While all patients aged 50–59 years received ABVD as first-line therapy, 79% (n=39) of patients ≥60 years had ABVD (p<0.001). AVD and mini-CHOP (400 mg/m² cyclophosphamide, 25 mg/m² doxorubicin, 1.4 mg/m² vincristine, and 40 mg/m² prednisolone) were given to 3 patients (3%) among cases who were ≥60 years old (Supplementary Figure 1). In patients receiving ABVD as first-line treatment, CR rates at interim evaluation were comparable between patients with IPS-7 = 0–3 and those with IPS-7 = 4–7 (62.8% vs 41.2%, p=0.092). At the end-of-treatment (EOT) evaluation, 95% (n=38) of patients aged 50–59 years and 92.7% (n=38) of patients aged ≥60 years achieved CR (p=0.999). There was no significant difference regarding response rates at interim and EOT evaluations following first-line treatment in the favorable and unfavorable early-stage patients according to GHSG (p=0.470 and p=0.837, respectively) (Supplementary Table 2).

None of the patients aged ≥60 years at diagnosis had received autologous hematopoietic stem cell transplantation (AHSCT) and/or allogeneic hematopoietic stem cell transplantation (allo-HSCT). On the other hand, 8 patients (15.4%) diagnosed between 50 and 59 years of age underwent AHSCT, whereas one patient (1.9%) received an allograft, and one patient (1.9%) received both AHSCT and allo-HSCT.

While full-dose chemotherapy was administered in 71 patients (70.3%), 30 patients (29.7%) needed a dose reduction. The percentage of patients needing a dose reduction was 38.8% among patients ≥60 years, whereas this was 21.2% for patients aged 50–59 years (p=0.053). In the patients receiving ABVD as first-line treatment, neutropenia (28.7%) and neuropathy (7.9%) were the most common grade 3–4 hematological and non-hematological toxicities, respectively. Among the entire patient cohort, cumulative incidence of grade 3–4 hematological and non-hematological toxicities were 49.5% and 14.9%, respectively, and there was no significant difference between age groups in terms of hematological and non-hematological toxicities (p=0.369 and p=0.127, respectively) (Supplementary Table 3). In addition, the percentages of patients with hematological and non-hematological toxicities were comparable in the CIRS ≤3 and >3 groups (p=0.100 and p=0.999, respectively). While the rates of grade 3–4 hematological toxicities were similar between patients receiving full and reduced-dose chemotherapy, grade 3–4 non-hematological toxicities were less common in those with a dose reduction (p=0.091 and p=0.042, respectively) (Supplementary Table 4).
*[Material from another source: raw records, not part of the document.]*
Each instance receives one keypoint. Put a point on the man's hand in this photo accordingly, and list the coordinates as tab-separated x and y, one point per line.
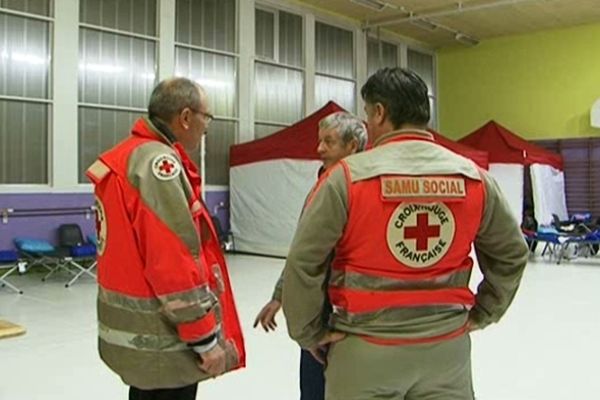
266	316
213	362
472	326
319	352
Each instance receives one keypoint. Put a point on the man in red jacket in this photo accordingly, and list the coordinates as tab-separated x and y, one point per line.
166	315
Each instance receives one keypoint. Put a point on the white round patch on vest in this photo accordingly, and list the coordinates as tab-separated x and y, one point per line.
419	235
101	228
166	167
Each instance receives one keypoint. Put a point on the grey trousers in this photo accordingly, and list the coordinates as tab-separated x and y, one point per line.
359	370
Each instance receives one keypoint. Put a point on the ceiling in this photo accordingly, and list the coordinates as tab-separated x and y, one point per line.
477	19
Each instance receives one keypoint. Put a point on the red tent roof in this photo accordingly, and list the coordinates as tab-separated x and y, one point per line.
503	146
478	156
298	141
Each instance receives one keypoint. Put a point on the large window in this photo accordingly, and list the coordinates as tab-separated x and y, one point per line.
334	65
25	96
380	54
206	52
117	71
279	73
423	64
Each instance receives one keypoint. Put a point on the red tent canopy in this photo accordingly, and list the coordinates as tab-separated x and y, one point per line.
298	141
504	147
478	156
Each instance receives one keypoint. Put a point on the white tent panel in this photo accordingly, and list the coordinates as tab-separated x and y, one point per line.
266	201
548	186
510	180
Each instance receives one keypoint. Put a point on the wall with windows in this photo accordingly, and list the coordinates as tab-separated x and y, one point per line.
75	74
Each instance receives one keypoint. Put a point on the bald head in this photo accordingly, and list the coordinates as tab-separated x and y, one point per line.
171	96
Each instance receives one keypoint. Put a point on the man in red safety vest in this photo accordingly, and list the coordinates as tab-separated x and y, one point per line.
166	314
401	219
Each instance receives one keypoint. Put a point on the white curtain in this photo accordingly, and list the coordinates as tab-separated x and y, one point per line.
266	200
510	180
548	186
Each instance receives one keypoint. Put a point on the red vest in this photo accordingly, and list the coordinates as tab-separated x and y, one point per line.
408	238
121	203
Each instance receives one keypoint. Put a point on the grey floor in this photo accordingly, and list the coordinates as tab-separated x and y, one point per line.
547	347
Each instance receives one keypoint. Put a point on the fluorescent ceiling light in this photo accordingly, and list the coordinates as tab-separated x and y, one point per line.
103	68
376	5
424	24
466	39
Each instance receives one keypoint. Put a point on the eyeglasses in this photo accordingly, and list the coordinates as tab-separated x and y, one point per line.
207	116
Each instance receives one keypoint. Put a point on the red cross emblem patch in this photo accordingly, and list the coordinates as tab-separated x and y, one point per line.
166	167
101	228
419	235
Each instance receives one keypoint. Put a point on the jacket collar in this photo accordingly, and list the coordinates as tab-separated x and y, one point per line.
404	134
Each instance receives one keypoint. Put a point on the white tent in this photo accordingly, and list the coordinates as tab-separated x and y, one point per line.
269	181
509	154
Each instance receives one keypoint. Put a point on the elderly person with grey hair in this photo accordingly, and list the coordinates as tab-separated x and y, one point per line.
166	315
340	134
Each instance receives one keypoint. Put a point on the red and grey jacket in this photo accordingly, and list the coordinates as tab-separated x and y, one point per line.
163	281
402	219
405	250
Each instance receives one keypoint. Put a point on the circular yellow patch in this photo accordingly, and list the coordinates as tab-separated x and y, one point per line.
419	235
101	228
166	167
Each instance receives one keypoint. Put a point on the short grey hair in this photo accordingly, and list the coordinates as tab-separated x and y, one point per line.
171	96
348	126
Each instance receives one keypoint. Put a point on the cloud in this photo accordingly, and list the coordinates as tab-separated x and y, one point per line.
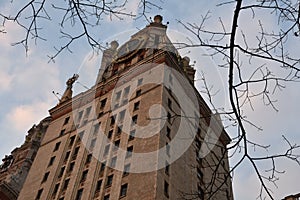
24	116
5	81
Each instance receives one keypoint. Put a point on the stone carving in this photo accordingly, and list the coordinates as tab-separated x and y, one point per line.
7	160
68	92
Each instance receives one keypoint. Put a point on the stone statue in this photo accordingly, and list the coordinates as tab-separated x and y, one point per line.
68	92
6	162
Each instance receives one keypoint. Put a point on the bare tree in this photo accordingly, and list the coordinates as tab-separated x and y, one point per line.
256	68
270	65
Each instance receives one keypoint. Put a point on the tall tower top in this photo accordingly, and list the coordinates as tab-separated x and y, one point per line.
158	19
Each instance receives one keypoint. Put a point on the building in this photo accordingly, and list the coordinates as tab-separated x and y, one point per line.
15	167
141	132
292	197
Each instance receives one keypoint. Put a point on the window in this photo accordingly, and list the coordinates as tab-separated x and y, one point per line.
102	103
123	191
72	139
170	79
67	156
200	192
134	120
61	172
113	161
168	134
87	112
84	175
45	177
39	194
126	91
55	189
62	132
112	120
136	106
81	135
79	194
98	186
169	103
52	159
117	144
122	115
199	173
96	128
88	158
126	169
75	153
106	197
102	166
132	134
71	167
110	132
156	39
56	146
167	168
119	129
198	143
109	180
168	149
166	189
138	93
140	81
93	142
118	95
66	183
100	114
66	120
169	117
79	117
106	150
129	151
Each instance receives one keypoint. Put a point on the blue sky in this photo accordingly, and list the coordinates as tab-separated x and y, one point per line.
27	82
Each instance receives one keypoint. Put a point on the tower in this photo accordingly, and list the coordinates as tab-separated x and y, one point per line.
141	132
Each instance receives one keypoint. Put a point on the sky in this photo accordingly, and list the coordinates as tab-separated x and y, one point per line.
27	83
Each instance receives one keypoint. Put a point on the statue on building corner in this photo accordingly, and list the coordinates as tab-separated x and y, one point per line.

Survival and Factors Having an Impact on PFS and OS

The median follow-up was 57 months (range, 1–264 months) for the entire cohort, and this was significantly longer in patients aged 50–59 years than that of cases who were ≥60 years (71.5 months vs 47 months, p=0.017) (Table 1).

Median PFS of patients ≥60 years of age was found to be significantly shorter than patients aged 50–59 years (32 months vs 59 months, p=0.043). Similarly, median OS was significantly shorter in patients who were ≥60 years than that observed in patients aged 50–59 years (49 months vs 75.5 months, p=0.048).

Among cases receiving salvage treatment, median OS was comparable between those with and without AHSCT/allo-HSCT [108 months (Q1=80 months, Q3=149 months) vs 52 months (Q1=22.5 months, Q3=89 months), p=0.069]. The 2-year OS were 90% and 75% for those with and without AHSCT/allo-HSCT, respectively, while 5-year OS were 80% and 58.3%, for the same populations. As a risk factor included in the IPS-7, patients with lymphocyte counts ≤600/mm³ at baseline and cases who were unresponsive to first-line treatment had inferior PFS than those with a baseline lymphocyte count >600/mm³ and cases who responded upfront chemotherapy (p=0.002 and p<0.001, respectively) (Figure 1A and B). Patients who were 50–59 years old, those without B symptoms, and cases with CIRS ≤3 had superior OS than patients ≥60 years, cases with B symptoms, and patients with CIRS >3 (p=0.001, p=0.012, and p=0.038, respectively) (Figure 2A–C).

Figure 1 Progression-free survival (PFS) according to lymphocyte counts (A), EOT response (B) (EOT, end of treatment).

Figure 2 Overall survival (OS) according to age (A), B symptoms (B), Cumulative Disease Rating Score (CIRS) (C).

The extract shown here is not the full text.